This story is by Rey Braccini and was part of our 2018 Spring Writing Contest. You can find all the writing contest stories here.
Father doesn’t like that I have been staring out the window so much. It is always dark outside.
“You’re safe in here, darling.”
I looked up at my father and saw his tender expression. I said nothing in response. He doesn’t seem too pleased that I was ignoring him. His footsteps echoed behind me.
I want to go outside. Why do I feel that way when I know it’s impossible? I have father’s medicine, but I haven’t been taking what he has given me. That must be why I’m thinking about the outside so much. Papa would say I am sick.
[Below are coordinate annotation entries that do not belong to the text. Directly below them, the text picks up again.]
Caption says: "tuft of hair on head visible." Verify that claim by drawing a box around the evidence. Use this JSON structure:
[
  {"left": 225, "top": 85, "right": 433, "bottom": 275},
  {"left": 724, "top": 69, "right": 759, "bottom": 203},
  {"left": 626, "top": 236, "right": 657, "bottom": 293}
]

That I must take what he has graciously given me. He would say that I am sick because I want to go outside.
I stopped taking my medicine when I realized something was wrong. I walked into the living room once, and a shiver ran down my spine. I felt sick to my stomach. I thought we always had a second rocking chair.
I asked father, but he dismissed me, telling me to take my pills. Since then, I haven’t listened to him.
I am so cold and miserable in here. I haven’t taken my medicine for only a few days, and I already feel as though something is wrong. Father does not keep it very warm in here. The house feels bigger, colder, and darker, instead of comfortable and warm. I don’t think my siblings feel the same way at all.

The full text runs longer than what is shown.